What I found most interesting in “Living Conditions” was the way that Joss Whedon took the stereotypical fears of college, such as living with a roommate, and twisted them into an actual monster. Initially, Kathy is portrayed as the most annoying roommate that there could possibly be. I’m not sure that there is a single other human being that could stand her. Buffy does her best to deal with the life hurdle in a normal way, but completely fails. In a normal situation, without vampires and demons, Buffy would have had to continue to deal with her in the ‘normal’ way. However, Joss Whedon takes the ‘evil’ roommate idea and turns her into a true demon, giving Buffy something more tangible to fight. It is ironic, because there are so many times in our own lives when it feels like someone must be evil- perhaps a particularly difficult professor or annoying roommate, but there is really nothing that can be done about it. We can’t really call them evil, because they are only evil from our perspective, but in Buffy’s case, Joss Whedon turned the tables and the roommate turns out to actually be a demon- something that Buffy can easily fight. This concept that something we fear manifests itself into something truly evil plays along the same theme that we discussed with “Nightmares”, where everyone’s bad dreams became reality. Kathy is Buffy’s own personal nightmare of a roommate that then becomes something that is even more tangibly evil. Buffy’s change in mood during the episode, as she becomes angrier with Kathy, is a natural occurrence when dealing with a bad living situation. It almost feels as if the annoyance with the person consumes you, the more it gets to you, the more problems that you find in the person and the more annoyed you become.

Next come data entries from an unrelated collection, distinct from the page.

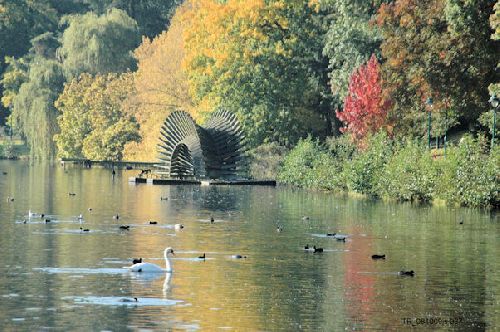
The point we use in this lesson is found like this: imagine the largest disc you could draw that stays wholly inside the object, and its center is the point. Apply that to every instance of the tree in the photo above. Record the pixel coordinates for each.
(96, 120)
(161, 85)
(99, 44)
(20, 21)
(439, 49)
(263, 61)
(152, 16)
(33, 112)
(365, 110)
(351, 39)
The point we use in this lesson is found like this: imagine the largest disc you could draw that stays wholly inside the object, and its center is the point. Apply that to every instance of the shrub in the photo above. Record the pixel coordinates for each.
(266, 160)
(298, 164)
(469, 176)
(410, 174)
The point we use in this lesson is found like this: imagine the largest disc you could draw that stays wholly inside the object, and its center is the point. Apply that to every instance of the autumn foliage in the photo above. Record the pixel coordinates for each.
(365, 108)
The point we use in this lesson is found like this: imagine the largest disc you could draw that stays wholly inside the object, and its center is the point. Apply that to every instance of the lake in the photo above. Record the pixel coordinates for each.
(55, 276)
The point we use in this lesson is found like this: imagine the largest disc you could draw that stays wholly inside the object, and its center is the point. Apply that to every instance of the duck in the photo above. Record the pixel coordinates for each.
(153, 268)
(410, 273)
(316, 250)
(128, 300)
(338, 237)
(238, 256)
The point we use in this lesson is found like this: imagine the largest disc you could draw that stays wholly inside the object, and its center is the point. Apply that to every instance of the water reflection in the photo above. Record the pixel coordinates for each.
(49, 268)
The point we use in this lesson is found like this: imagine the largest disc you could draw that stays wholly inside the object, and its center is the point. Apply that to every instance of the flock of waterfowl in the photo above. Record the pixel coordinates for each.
(139, 266)
(342, 238)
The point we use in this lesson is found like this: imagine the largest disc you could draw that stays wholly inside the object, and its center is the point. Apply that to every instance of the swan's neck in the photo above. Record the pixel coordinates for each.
(167, 263)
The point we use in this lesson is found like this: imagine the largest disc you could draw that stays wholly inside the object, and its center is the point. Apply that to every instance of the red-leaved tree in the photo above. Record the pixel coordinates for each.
(365, 108)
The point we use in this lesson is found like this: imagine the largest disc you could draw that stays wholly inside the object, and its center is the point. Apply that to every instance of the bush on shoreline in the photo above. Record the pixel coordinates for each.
(469, 174)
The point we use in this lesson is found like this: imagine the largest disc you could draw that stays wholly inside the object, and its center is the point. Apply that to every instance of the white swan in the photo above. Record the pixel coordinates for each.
(153, 268)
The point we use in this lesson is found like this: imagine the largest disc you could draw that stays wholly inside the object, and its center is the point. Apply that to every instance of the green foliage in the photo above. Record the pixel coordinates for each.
(96, 121)
(152, 16)
(310, 165)
(99, 44)
(367, 165)
(410, 174)
(33, 113)
(350, 40)
(298, 166)
(266, 160)
(440, 49)
(469, 176)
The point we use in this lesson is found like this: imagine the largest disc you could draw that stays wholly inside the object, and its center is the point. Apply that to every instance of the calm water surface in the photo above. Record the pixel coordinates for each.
(52, 276)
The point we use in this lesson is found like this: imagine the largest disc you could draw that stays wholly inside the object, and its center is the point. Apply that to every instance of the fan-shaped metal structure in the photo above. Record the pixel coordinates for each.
(215, 150)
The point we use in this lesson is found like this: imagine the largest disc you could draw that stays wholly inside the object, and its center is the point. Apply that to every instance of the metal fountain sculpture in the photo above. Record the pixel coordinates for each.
(214, 150)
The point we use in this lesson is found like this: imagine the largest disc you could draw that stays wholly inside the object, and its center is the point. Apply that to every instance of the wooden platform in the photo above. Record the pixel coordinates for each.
(86, 163)
(203, 182)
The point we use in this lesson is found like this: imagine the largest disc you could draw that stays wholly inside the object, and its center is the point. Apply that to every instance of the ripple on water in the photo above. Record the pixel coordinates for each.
(74, 270)
(122, 301)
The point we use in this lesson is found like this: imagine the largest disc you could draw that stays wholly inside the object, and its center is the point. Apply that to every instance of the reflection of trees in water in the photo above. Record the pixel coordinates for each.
(221, 198)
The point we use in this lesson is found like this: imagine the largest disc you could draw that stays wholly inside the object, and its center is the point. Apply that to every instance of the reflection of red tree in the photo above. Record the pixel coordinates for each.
(359, 286)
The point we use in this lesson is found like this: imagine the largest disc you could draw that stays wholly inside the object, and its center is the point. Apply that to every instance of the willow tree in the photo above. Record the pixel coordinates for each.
(33, 112)
(99, 44)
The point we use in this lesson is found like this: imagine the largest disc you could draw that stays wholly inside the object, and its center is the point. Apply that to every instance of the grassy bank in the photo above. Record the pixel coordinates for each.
(468, 175)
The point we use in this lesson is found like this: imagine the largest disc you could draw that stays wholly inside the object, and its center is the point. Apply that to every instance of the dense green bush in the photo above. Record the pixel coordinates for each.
(265, 160)
(298, 164)
(468, 175)
(410, 174)
(367, 165)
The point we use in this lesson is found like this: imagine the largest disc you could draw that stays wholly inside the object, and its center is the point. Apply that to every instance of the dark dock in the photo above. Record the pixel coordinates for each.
(202, 182)
(86, 163)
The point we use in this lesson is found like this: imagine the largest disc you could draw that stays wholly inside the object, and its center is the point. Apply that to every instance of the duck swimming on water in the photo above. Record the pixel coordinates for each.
(129, 300)
(153, 268)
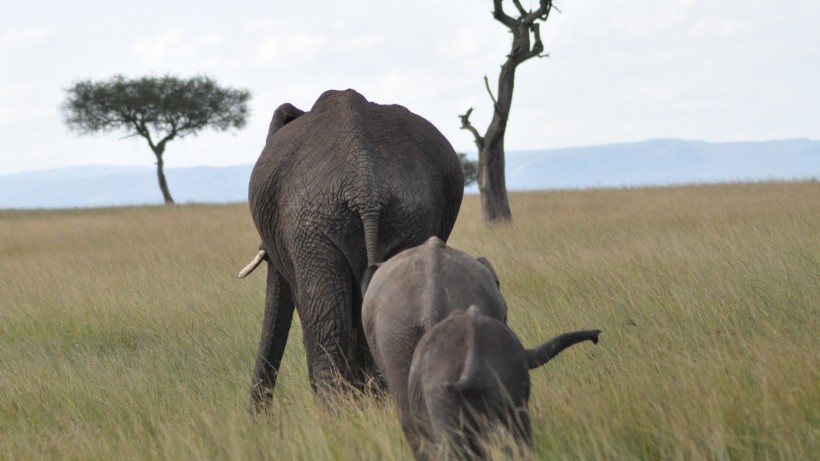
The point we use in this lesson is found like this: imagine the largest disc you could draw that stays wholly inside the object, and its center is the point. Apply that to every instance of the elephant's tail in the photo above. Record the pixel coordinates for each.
(370, 222)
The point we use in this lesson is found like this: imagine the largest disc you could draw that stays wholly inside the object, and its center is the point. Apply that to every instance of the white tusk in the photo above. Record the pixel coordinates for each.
(257, 260)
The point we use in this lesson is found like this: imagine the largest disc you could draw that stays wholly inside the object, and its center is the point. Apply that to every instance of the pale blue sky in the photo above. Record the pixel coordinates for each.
(631, 70)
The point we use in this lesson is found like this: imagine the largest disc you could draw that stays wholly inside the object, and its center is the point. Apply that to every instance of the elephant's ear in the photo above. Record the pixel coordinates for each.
(368, 274)
(283, 115)
(542, 354)
(486, 263)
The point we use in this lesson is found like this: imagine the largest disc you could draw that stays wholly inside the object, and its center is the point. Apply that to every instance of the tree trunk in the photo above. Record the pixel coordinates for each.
(526, 44)
(492, 184)
(163, 185)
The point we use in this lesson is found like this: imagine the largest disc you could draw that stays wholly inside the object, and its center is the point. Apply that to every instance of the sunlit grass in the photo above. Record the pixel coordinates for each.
(125, 334)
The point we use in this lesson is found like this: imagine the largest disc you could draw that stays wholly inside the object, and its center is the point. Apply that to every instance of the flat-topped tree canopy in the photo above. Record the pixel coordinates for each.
(157, 108)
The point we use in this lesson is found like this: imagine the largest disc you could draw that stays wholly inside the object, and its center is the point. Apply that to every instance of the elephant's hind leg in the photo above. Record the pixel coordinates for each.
(275, 329)
(326, 309)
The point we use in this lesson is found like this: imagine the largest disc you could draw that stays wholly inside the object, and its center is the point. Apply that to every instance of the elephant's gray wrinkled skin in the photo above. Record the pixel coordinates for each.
(414, 320)
(470, 372)
(336, 189)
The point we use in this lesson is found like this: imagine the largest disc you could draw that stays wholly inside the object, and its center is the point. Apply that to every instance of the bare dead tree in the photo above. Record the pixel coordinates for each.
(526, 44)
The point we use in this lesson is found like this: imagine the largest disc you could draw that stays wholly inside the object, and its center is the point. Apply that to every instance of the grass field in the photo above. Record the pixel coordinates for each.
(125, 334)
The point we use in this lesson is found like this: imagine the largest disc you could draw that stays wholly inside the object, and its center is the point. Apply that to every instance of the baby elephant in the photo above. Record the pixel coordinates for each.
(449, 367)
(470, 372)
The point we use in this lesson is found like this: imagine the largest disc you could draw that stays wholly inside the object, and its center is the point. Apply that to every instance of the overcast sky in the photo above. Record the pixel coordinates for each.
(631, 70)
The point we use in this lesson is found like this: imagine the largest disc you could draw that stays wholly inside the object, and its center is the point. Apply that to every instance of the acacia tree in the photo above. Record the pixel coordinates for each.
(159, 109)
(526, 44)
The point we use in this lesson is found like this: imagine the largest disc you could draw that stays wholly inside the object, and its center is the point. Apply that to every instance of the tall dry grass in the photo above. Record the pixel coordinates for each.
(125, 334)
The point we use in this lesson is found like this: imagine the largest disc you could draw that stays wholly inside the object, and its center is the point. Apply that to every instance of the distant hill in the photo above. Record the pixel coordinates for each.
(649, 163)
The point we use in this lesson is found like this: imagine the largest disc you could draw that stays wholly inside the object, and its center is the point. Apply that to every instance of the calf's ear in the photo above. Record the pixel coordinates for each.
(368, 274)
(542, 354)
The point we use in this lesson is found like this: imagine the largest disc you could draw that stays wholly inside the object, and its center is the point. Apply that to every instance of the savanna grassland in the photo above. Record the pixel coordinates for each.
(125, 333)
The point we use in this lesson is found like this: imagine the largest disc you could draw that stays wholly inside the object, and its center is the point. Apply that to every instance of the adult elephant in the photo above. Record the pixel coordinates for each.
(336, 189)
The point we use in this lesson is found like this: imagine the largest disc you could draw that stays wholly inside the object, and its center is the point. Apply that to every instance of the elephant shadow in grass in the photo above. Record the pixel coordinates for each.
(435, 321)
(336, 189)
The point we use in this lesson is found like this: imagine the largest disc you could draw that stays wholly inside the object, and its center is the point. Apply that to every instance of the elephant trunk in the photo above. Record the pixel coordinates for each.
(543, 353)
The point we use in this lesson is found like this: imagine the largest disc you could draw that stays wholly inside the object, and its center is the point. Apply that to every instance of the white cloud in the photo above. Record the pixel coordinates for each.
(174, 45)
(712, 26)
(12, 39)
(290, 49)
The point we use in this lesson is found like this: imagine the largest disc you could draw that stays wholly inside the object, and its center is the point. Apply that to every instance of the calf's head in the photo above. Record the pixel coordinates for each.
(470, 373)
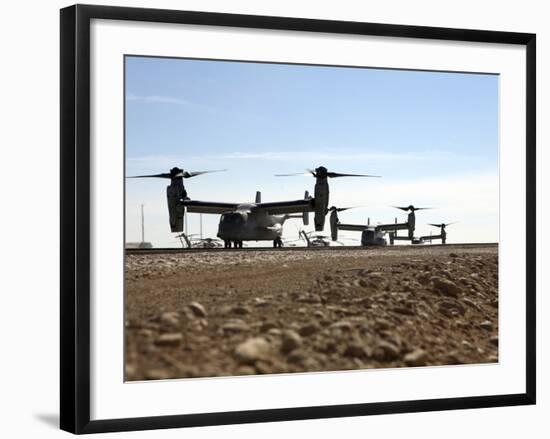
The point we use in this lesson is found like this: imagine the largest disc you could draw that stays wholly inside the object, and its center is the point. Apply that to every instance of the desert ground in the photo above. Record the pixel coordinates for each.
(237, 312)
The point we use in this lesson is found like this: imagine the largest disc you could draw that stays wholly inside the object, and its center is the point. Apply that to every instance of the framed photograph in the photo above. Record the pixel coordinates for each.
(275, 218)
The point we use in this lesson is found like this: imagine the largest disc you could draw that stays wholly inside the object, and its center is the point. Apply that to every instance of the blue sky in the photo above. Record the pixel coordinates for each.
(432, 136)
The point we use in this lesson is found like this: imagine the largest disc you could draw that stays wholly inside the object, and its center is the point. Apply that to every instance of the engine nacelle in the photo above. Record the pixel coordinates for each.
(334, 225)
(174, 194)
(321, 202)
(305, 215)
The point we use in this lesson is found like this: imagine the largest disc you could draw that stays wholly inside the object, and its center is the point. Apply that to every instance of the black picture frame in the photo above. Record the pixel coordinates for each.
(75, 217)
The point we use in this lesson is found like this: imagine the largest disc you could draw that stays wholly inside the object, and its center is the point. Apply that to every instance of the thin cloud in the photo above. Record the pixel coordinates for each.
(336, 155)
(303, 155)
(157, 99)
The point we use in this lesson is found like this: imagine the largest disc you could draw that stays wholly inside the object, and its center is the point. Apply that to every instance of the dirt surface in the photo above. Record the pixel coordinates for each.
(255, 312)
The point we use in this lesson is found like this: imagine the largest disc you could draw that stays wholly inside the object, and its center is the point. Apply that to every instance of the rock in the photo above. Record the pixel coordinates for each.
(258, 301)
(386, 351)
(417, 357)
(319, 314)
(197, 309)
(383, 324)
(266, 326)
(309, 329)
(486, 324)
(343, 325)
(291, 340)
(446, 286)
(356, 349)
(297, 356)
(169, 339)
(170, 320)
(241, 310)
(235, 325)
(253, 349)
(451, 306)
(245, 370)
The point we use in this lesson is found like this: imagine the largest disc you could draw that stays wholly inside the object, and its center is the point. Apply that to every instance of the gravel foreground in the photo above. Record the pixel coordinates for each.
(257, 312)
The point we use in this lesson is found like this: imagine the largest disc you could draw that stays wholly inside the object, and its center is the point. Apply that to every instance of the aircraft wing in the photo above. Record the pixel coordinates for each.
(194, 206)
(283, 207)
(352, 227)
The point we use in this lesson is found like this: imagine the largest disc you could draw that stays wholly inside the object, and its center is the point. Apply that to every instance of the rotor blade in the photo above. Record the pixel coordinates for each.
(163, 175)
(337, 174)
(187, 174)
(341, 209)
(302, 174)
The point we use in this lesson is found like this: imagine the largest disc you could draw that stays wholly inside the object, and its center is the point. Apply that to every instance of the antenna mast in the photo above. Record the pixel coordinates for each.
(142, 225)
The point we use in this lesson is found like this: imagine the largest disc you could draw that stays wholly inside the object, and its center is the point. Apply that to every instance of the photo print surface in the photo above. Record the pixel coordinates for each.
(284, 218)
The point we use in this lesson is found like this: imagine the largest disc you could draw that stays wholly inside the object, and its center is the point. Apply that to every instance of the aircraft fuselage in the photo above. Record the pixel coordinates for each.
(249, 223)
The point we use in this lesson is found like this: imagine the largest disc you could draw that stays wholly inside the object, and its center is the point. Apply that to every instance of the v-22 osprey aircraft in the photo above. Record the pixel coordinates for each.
(258, 221)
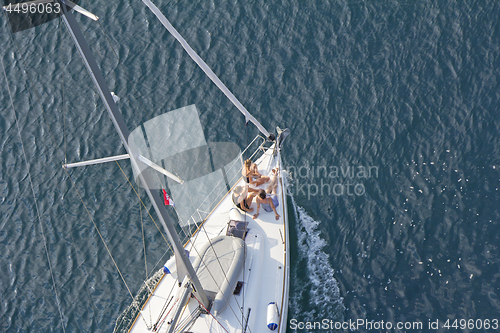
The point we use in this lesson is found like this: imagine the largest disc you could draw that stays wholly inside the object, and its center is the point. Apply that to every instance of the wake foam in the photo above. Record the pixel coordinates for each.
(316, 294)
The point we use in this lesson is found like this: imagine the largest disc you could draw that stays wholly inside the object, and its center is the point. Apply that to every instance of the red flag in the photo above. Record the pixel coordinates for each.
(167, 200)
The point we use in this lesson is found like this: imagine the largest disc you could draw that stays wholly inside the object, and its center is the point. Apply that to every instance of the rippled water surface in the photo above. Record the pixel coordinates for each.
(395, 154)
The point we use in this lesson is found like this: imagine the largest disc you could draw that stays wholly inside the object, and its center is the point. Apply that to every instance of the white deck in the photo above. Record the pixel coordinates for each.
(266, 270)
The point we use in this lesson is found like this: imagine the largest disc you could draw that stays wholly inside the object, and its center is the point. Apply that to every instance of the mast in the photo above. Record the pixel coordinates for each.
(184, 266)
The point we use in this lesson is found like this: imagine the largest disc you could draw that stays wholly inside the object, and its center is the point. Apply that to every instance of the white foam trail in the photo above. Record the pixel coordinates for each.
(323, 300)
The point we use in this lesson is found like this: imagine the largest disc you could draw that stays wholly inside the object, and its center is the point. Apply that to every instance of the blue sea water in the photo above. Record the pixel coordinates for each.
(395, 155)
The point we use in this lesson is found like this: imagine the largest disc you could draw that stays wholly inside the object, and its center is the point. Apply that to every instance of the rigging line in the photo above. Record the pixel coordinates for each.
(210, 313)
(144, 205)
(34, 197)
(62, 92)
(30, 79)
(145, 259)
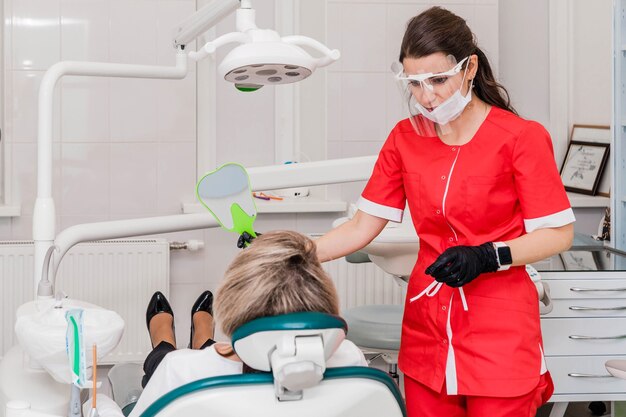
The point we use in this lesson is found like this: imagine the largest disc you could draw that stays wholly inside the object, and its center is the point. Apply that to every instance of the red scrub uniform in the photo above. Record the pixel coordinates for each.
(483, 339)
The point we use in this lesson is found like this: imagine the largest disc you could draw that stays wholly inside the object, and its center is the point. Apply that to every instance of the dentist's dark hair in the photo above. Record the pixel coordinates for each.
(439, 30)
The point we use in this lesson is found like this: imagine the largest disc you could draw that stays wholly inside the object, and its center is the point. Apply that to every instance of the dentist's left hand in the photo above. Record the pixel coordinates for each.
(459, 265)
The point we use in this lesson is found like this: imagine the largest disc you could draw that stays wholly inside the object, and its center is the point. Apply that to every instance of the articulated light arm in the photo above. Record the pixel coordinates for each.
(306, 174)
(203, 20)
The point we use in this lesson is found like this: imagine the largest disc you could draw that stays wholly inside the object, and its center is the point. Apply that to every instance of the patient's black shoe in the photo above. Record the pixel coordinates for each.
(203, 303)
(157, 304)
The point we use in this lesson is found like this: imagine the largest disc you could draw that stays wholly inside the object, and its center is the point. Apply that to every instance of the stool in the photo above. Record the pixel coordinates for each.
(377, 328)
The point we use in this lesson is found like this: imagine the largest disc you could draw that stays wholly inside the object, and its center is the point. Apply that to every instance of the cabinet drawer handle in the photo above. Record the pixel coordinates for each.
(597, 308)
(577, 375)
(577, 289)
(580, 337)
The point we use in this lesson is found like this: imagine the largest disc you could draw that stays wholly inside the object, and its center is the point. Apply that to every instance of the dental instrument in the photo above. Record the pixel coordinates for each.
(94, 395)
(226, 193)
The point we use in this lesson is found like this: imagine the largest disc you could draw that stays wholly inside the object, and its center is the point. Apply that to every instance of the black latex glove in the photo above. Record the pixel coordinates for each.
(245, 239)
(458, 265)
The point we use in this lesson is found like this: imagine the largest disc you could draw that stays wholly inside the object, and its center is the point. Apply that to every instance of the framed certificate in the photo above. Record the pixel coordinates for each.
(583, 166)
(579, 260)
(601, 134)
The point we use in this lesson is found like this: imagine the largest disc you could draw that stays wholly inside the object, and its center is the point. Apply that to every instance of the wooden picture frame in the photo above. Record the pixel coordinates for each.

However, Joss Whedon turns the tables in the same way and attributes Buffy’s ‘symptoms’ to the actual event of her soul being gradually taken by Kathy. Therefore, the symptoms that Buffy was experiencing were really caused by a demon possessing her, rather than the metaphorical demon that takes us over in such situations in real life.

1 comment:

  1. I like what you said about Buffy's annoyance building on itself, causing her to be more and more sensitive to Kathy's behavior. I think Buffy was partly at fault for the bad relationship she had with Kathy because she let herself get too irritated - the self-perpetuating nature of her thoughts and feelings got the better of her. That's probably a hallmark of the gothic tradition - that the things we think and say feed off previous things we've thought or said (but to a radical degree), such that we can't control it anymore.